Paraty foi povoada por volta de ano de 1533, atacada por corsários ingleses e franceses na era do ouro (século XVIII), foi também antro de antigas expedições indígenas, e em seu porto, muitas batalhas navais foram travadas.

Apenas a 5 metros de altitude do mar, tem mais de 33 mil habitantes, é famosa por suas aguardentes - no séc. XVII já possuía 150 destilarias – e em 2003, entrou para o circuito intelectual com o FLIP (Festival de Literatura Internacional de Paraty).

Ficaríamos por lá dois dias, fazendo movimentos diferentes do pedalar com as pernas. Caminhando na areia, mergulhando no mar, chutando as chinelas no Centro Histórico da cidade.

Sentaríamos às mesas dos restaurantes. Paraty sempre nos foi um convite à boa vida, dos glutões, inclusive. Pizza com massa fina e crocante no Punto Divino, a deliciosa cozinha tailandesa no Thai e sorvete de limão na sorveteria da praça principal.

Viraríamos molusco na areia. Passeio de barco a dois em várias ilhas, parando apenas para dar um mergulho. Aportar na ilha do Catimbau, petiscar polvo a vinagrete, tomando uma refrescante batida de coco salpicada de canela.

Todavia ainda estávamos no marco da ER, pouco antes da entrada de Paraty, a fincar o mastro do casal Gillot. Olhamos para trás e constatamos o motivo do nosso prazer e cansaço. A viagem nos transformara.

Havíamos percorrido 650 km em nove dias e conhecido um pouco mais de 500 anos de história do Brasil Colônia. Dois sentimentos que, normalmente, não se combinam juntos, nos apropriaram.

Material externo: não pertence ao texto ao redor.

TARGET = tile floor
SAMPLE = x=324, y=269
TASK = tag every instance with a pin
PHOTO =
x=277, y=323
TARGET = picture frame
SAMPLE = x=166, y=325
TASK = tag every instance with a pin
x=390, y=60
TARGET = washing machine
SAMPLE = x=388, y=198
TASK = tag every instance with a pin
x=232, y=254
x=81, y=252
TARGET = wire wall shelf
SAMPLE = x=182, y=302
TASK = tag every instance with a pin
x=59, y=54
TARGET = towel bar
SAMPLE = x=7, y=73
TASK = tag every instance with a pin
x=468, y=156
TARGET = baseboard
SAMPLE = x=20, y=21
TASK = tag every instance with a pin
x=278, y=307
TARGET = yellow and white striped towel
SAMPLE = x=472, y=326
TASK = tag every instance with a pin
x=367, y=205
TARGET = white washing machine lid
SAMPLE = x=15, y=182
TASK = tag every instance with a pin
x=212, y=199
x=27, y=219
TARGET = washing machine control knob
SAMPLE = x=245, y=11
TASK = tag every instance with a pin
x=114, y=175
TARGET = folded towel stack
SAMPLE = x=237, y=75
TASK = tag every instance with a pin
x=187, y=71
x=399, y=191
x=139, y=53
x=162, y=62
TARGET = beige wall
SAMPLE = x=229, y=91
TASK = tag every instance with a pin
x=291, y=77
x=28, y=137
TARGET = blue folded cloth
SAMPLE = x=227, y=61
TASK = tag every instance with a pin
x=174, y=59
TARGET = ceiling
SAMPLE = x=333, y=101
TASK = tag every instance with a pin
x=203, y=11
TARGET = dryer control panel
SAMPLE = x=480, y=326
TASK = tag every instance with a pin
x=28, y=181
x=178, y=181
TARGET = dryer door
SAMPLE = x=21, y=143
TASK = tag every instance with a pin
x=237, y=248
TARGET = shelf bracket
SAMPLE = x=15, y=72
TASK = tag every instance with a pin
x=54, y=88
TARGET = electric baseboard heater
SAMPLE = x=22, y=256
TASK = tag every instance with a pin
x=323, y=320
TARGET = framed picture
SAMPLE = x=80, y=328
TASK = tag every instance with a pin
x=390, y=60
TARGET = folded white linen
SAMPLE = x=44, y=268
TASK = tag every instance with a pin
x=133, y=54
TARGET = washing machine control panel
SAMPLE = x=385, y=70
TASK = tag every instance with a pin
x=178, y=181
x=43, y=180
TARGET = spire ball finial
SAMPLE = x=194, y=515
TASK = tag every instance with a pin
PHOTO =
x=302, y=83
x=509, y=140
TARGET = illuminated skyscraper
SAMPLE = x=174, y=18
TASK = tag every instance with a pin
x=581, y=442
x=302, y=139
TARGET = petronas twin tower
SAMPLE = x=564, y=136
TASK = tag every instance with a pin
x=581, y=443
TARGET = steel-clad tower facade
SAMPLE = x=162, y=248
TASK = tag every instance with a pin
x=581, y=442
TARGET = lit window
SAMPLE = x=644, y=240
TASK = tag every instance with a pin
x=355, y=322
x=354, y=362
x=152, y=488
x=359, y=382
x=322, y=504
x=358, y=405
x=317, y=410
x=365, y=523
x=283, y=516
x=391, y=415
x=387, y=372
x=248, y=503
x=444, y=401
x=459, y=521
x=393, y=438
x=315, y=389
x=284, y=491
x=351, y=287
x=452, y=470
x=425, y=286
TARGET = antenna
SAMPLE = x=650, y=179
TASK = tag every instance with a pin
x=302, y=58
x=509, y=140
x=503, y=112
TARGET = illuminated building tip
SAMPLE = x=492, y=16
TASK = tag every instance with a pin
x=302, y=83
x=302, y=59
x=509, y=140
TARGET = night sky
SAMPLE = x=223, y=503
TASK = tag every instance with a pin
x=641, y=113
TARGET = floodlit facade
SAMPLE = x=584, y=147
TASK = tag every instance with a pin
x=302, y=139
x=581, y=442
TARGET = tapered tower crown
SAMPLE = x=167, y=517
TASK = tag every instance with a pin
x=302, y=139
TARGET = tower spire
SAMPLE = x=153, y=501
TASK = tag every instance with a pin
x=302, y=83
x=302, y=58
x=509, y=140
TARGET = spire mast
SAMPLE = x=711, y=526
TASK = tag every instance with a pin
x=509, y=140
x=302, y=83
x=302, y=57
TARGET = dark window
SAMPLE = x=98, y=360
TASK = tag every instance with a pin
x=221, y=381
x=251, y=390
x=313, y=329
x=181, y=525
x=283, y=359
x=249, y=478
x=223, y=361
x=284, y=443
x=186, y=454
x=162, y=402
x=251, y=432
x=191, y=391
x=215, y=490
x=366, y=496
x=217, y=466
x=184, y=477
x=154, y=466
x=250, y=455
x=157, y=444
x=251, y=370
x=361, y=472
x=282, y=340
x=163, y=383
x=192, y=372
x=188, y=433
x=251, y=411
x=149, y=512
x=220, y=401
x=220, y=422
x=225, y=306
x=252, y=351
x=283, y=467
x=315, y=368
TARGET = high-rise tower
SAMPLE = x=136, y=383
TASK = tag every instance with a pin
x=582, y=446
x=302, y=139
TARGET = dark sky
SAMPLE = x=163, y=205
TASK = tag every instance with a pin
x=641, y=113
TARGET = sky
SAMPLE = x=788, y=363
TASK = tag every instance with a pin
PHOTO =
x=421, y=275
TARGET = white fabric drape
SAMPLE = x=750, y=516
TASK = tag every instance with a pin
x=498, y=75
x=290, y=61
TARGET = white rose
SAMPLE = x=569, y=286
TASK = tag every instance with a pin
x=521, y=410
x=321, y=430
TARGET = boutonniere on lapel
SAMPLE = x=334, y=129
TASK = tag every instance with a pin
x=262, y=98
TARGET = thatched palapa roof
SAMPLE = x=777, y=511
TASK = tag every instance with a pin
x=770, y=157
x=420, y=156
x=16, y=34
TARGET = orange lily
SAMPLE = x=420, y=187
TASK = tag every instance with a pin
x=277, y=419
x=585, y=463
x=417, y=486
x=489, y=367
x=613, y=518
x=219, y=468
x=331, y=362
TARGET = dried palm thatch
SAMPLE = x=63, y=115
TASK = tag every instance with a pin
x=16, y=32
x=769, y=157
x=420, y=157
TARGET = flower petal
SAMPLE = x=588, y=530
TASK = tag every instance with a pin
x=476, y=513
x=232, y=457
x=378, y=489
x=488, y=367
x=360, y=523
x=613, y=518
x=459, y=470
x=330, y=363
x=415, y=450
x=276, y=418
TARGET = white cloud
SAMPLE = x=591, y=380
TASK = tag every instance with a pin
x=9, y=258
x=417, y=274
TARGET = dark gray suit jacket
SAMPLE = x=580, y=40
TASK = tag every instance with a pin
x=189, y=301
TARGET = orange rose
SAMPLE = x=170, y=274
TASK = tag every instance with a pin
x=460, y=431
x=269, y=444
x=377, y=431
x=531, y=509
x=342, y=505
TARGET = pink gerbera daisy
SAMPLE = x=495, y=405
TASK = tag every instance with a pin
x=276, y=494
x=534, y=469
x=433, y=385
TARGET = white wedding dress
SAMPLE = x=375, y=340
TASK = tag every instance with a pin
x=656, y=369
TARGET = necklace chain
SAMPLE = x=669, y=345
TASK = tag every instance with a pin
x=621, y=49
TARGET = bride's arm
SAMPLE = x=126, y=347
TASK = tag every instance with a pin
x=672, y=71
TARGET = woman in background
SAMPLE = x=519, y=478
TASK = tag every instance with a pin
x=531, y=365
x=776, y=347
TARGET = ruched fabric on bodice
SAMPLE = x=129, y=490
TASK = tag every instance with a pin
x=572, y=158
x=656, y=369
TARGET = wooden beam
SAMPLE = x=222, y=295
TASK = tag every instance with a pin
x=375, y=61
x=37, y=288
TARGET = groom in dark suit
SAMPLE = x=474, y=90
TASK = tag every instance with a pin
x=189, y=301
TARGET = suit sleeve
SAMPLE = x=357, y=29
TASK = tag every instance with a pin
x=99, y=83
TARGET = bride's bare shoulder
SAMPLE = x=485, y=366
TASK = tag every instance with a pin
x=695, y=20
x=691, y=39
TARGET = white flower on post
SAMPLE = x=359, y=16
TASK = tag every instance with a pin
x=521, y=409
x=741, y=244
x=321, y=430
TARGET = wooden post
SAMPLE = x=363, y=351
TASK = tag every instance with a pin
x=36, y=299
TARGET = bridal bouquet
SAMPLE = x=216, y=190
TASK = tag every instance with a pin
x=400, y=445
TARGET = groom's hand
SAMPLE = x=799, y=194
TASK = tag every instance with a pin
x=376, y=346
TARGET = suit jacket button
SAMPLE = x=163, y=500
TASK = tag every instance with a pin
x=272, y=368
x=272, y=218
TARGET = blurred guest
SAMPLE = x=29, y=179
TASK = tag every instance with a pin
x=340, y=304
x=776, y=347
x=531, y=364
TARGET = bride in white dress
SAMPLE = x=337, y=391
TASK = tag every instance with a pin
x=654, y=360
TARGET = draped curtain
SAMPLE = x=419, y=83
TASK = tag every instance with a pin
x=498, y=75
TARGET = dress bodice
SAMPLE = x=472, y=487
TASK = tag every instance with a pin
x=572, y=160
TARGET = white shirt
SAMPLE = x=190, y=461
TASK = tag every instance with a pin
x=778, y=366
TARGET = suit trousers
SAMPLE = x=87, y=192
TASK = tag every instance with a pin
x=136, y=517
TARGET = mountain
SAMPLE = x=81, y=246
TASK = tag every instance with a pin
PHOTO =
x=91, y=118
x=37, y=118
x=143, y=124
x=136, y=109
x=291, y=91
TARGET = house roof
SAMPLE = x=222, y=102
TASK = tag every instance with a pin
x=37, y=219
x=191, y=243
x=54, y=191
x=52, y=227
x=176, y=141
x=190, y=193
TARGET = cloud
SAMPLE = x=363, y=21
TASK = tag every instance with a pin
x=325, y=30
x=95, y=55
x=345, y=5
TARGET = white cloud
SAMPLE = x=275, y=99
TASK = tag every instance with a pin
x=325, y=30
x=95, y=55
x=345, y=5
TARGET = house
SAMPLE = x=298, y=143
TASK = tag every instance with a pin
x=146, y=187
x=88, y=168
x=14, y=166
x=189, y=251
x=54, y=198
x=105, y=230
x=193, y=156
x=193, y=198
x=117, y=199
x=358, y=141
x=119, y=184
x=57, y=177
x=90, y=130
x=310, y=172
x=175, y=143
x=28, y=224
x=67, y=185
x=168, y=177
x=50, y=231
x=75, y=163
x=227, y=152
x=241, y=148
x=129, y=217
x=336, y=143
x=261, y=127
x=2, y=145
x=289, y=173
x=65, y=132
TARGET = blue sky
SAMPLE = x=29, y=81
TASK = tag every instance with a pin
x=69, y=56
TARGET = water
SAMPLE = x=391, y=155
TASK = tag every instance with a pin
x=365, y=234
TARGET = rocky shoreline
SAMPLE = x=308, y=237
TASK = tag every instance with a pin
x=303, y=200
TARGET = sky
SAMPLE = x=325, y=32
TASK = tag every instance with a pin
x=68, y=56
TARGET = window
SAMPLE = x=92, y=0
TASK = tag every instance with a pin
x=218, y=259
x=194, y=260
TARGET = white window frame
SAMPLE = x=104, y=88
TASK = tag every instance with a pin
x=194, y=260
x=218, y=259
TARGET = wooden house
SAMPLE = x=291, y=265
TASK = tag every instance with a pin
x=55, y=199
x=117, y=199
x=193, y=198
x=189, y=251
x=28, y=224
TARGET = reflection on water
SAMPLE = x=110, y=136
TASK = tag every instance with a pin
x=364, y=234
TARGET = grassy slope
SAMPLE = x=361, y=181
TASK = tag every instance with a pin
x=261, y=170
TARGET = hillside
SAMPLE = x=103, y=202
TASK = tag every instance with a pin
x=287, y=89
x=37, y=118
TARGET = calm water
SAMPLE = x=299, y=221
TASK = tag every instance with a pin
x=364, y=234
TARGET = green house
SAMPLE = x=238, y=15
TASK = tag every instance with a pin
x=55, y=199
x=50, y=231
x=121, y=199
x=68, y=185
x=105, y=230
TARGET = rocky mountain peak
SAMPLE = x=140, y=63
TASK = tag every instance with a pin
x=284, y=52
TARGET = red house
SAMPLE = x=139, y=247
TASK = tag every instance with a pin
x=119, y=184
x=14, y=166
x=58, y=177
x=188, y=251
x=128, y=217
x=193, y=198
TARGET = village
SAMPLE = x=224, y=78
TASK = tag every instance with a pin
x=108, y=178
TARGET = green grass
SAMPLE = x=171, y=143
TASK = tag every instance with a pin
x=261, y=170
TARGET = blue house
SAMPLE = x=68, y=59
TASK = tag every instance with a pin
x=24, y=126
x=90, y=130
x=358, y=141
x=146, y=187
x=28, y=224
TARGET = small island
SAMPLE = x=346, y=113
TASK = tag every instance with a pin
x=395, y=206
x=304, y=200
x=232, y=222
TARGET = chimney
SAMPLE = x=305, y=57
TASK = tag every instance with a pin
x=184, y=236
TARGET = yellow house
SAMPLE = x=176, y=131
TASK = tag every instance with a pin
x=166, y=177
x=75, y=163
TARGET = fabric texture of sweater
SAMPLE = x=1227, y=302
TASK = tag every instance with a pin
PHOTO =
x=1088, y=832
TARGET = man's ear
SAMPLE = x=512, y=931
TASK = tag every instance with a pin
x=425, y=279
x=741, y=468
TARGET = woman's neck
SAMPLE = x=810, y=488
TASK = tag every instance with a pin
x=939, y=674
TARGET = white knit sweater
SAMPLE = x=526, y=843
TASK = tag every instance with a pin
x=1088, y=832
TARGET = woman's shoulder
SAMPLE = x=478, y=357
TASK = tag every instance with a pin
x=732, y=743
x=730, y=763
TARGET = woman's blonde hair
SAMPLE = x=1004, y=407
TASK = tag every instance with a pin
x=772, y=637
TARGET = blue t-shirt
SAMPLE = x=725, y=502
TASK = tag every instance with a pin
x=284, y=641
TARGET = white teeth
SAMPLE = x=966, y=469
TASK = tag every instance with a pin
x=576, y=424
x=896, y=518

O prazer de termos feito uma viagem-aventura de tandem e a tristeza de tê-la terminado. De qualquer forma, agradecemos a Garcia Rodrigues por abrir o Caminho Velho do Ouro! Emocionados, nos beijamos e seguimos para o marco final: Paraty

Essa seria a primeira viagem de tandem de uma série de outras que estaria por vir!